By checking the `pods` we can see how many containers we have running in the application for each deployment:

```bash
pmbrull@Azure:~$ kubectl get pods
NAME READY STATUS RESTARTS AGE
deployment-postgres-5b45469595-lwl96 1/1 Running 0 2m6s
flask-backend-deployment-695d556768-m7ntw 1/1 Running 0 2m7s
flask-backend-deployment-695d556768-xgnm7 1/1 Running 0 2m7s
```

The cool part here is having a look at the services:

```bash
pmbrull@Azure:~$ kubectl get services
NAME TYPE CLUSTER-IP EXTERNAL-IP PORT(S) AGE
kubernetes ClusterIP 10.0.0.1 443/TCP 21m
service-flask-backend LoadBalancer 10.0.108.120 52.142.85.252 5000:32441/TCP 3m1s
service-postgres ClusterIP 10.0.4.143 5432/TCP 3m
```

See how a LoadBalancer was created with an external IP that we can use to connect to our k8s cluster!

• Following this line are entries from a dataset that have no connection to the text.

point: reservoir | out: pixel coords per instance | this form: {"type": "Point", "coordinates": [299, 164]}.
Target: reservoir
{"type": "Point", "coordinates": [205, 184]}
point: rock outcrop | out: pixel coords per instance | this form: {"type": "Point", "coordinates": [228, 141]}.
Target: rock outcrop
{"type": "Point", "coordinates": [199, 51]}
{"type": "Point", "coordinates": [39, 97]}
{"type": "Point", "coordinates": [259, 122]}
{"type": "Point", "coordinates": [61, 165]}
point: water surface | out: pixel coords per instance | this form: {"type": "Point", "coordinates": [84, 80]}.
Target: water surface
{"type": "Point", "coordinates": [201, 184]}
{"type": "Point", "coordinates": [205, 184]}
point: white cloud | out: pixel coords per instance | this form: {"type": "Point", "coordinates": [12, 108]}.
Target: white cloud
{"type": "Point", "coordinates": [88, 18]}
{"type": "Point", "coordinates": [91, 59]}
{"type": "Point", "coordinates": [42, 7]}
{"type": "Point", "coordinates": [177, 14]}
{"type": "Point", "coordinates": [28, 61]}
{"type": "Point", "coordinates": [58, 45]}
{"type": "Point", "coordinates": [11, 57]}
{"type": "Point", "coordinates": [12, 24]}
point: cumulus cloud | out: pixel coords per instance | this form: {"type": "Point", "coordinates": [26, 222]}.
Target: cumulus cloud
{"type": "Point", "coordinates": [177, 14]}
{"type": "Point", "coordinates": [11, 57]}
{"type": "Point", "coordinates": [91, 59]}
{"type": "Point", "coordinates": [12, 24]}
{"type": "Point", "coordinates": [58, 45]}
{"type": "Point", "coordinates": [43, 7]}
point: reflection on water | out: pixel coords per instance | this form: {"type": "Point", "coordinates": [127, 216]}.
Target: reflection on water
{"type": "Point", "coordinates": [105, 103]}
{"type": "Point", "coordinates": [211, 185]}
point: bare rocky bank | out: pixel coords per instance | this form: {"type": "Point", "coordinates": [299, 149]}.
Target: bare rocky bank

Before running any tests, we will install a cool feature that enables us to have a dashboard to navigate through the resources. This means checking deployments, pods and services and even getting into the pods and checking logs:

```bash
# Deploy the dashboard functionality
kubectl apply -f https://raw.githubusercontent.com/kubernetes/dashboard/v2.0.0-beta8/aio/deploy/recommended.yaml
# Give us admin permissions over the dashboard
kubectl create clusterrolebinding kubernetes-dashboard --clusterrole=cluster-admin --serviceaccount=kube-system:kubernetes-dashboard
# Open the dashboard
az aks browse --resource-group --name AKS-workshop
```

Let's run some tests to check that everything is working as expected:

```bash
sh scripts/post_query.sh 52.142.85.252 5000 "create table account (id_user serial PRIMARY KEY, username VARCHAR(50) NOT NULL)"
# Should return OK
sh scripts/post_query.sh 52.142.85.252 5000 "insert into account (username) values ('pmbrull')"
# Should return OK
sh scripts/post_query.sh 52.142.85.252 5000 "select * from account"
# Should return a json with the result
```

> OBS: building an AKS cluster creates a separate RG. In my case it is called `MC_k8s-workshop_AKS-workshop_northeurope`. In there you will find all the services that are being used to have everything up and running such as Virtual Networks, Route Tables and the Load Balancer.